# Old Eldar Models



## Dusty's Corner (Aug 25, 2008)

Hello,
We all have to start from somewhere, these are my beginnings.


















































































-Dusty


----------



## The Wraithlord (Jan 1, 2007)

Better than my first models by a long shot


----------



## Dusty's Corner (Aug 25, 2008)

Hello,
Thank you Wraith, in some ways it matters not about what was done in the past, but about the curve in getting better. And if you say your first models weren't good, then I can only admire you even more for your achievement in painting skills. 
To be honest, I was a bit of a lazy painter using lots of black as armour and thin basecoat. If you look closely, you'll notice that in particular I was not very good doing guns, or gems. A lot of gems I just did gold and it kinda just blobbed on. My drybrushing skills back then was quite heavy. Faces were done as simple as possible too. I guess I leaned towards washes more than any other kinda technique. 
Actually in someways, some of these models + some others helped land me a job a couple of years ago painting Dr who series 4 Pryovile Priestess/ Mummy Robot & Primeval Nick Cutter toys for a company.
Anyway, on with the show....
































I've got 4 Banshees really

























Could anyone tell me how many points this might be worth so far? I've still got more pics to add, like jetbikes, guardians, vipers etc. But if I could get an idea, that'll great!
All the best,
Dusty


----------



## Blackheart_101 (Dec 14, 2009)

You should check the Eldar codex. Btw, nice models.k:


----------



## Dusty's Corner (Aug 25, 2008)

Hi again,
I have here the rest of my army.

















Battered things!

























































These were done after my long gap in the hobby and helped me get back into it.

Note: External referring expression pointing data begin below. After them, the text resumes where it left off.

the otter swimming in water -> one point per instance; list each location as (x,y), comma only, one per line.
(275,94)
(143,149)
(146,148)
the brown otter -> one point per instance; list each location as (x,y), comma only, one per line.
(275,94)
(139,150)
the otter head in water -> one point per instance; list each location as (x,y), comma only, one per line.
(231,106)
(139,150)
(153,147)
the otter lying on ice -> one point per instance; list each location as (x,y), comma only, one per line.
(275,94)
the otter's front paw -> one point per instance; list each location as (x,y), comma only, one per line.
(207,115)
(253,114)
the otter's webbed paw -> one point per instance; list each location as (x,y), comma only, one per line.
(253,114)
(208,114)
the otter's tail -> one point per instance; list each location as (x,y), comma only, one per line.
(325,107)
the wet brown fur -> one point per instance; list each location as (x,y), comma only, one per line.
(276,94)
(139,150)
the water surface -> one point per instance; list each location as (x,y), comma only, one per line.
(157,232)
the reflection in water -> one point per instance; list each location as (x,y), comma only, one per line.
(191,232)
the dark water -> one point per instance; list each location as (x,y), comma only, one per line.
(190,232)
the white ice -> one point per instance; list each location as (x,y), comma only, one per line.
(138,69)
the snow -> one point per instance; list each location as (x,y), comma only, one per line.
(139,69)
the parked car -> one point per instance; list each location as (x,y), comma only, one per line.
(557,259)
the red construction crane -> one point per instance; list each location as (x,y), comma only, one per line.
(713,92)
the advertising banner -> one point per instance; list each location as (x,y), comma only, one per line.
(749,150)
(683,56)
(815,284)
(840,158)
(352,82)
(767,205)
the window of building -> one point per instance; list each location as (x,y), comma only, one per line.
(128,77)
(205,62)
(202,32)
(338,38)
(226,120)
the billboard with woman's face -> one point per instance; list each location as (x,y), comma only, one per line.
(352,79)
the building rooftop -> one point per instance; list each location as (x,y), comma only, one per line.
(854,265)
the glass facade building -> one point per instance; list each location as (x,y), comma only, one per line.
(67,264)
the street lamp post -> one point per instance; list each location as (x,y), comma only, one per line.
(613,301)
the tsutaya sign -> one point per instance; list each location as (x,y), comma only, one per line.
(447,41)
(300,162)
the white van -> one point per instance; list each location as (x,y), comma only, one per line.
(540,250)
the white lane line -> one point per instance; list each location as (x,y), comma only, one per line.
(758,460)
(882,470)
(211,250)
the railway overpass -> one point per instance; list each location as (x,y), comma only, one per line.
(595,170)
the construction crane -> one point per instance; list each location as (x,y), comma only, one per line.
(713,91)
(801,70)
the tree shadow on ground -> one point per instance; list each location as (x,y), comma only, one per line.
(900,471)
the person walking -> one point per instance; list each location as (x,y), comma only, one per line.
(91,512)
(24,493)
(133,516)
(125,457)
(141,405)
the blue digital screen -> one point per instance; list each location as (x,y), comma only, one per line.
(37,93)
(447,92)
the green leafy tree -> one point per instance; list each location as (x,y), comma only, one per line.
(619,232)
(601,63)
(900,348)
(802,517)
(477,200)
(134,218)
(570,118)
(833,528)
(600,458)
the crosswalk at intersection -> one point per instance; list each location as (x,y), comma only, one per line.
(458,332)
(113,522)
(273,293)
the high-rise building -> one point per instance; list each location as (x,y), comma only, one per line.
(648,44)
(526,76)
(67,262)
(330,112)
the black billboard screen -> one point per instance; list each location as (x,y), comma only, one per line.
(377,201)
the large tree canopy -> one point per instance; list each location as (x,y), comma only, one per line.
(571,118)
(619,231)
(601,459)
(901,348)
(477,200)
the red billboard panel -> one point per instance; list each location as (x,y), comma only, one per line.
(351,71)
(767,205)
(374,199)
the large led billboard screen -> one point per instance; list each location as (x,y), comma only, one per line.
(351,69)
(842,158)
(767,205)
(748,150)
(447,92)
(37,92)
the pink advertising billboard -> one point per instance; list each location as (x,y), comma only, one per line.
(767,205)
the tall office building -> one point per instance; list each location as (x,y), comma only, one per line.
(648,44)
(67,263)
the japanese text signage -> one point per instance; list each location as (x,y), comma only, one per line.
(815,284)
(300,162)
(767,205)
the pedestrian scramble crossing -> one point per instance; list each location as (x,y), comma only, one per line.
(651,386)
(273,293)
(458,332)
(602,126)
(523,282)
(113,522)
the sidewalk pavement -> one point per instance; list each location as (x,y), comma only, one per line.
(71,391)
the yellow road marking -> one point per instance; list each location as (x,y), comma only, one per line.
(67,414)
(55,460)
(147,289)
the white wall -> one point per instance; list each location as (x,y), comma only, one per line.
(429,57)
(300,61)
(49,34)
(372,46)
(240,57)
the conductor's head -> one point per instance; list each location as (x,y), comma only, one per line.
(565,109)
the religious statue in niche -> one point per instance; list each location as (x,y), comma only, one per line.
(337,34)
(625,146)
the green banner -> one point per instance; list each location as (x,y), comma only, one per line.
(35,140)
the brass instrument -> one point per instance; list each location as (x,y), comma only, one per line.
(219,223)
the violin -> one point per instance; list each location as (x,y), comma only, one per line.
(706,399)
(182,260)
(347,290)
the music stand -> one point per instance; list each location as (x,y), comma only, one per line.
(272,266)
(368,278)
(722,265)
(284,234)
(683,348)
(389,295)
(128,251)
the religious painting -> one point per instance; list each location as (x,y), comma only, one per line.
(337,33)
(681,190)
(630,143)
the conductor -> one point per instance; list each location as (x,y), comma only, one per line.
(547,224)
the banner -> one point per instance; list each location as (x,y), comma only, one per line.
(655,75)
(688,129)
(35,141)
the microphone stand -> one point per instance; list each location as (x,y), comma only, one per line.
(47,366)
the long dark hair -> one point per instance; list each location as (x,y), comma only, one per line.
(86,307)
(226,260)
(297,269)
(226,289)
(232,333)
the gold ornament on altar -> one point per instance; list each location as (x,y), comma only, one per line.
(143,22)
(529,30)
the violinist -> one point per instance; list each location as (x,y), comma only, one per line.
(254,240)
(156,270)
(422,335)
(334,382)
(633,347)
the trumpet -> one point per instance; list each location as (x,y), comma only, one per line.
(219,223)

Phew. I've some other models but alas already depainted; war walker, dreadnought, weapons platform. But other than that, that's my Eldar army back then. I did have most the Harlequins but no idea where they've gone. Anyway, now they're being rebased, having mould lines removed (there's so much!), little putty just to sort out details, and perhaps slight modding.


----------



## Dusty's Corner (Aug 25, 2008)

Hello,
It's been a while, a lot of paint striper and filing mould lines. Noticed quite a few detail correcting to do, trying to resist heavy converting but tempting.
Anyway I wanted to show these 'cause I weren't too sure on the idea.
First are 5 simple rock bases I'm thinking of using for the Fire Dragons:

















These below are the main one's in question. I want to mount the Swooping Hawks/Reapers on something highish, but although might look cooler, would probabky be a disadvantage in gameplay. Hand to hand combat would be difficult and I doubt you'd be able to hide them behind a bush for cover. But they are able to kinda interlock together. Yay/Nay?:

















Any suggestions (on other types of bases as well) would be mucho appreciated 
All the best,
Dusty


----------



## Munky (Oct 2, 2008)

Its nice to see some old stuff out of the cupboard hats off to you sir!
As for the interlocking bases would some kind of statue / mosaic base work where the models are standing on pieces that fit together to make a whole?


----------



## aegius (Mar 24, 2009)

Dusty's Corner said:


> These below are the main one's in question. I want to mount the Swooping Hawks/Reapers on something highish, but although might look cooler, would probabky be a disadvantage in gameplay. Hand to hand combat would be difficult and I doubt you'd be able to hide them behind a bush for cover. But they are able to kinda interlock together. Yay/Nay?:


OH MY GAWD!!!!!!!

*YES YES YES*

you just have to use these bases!


----------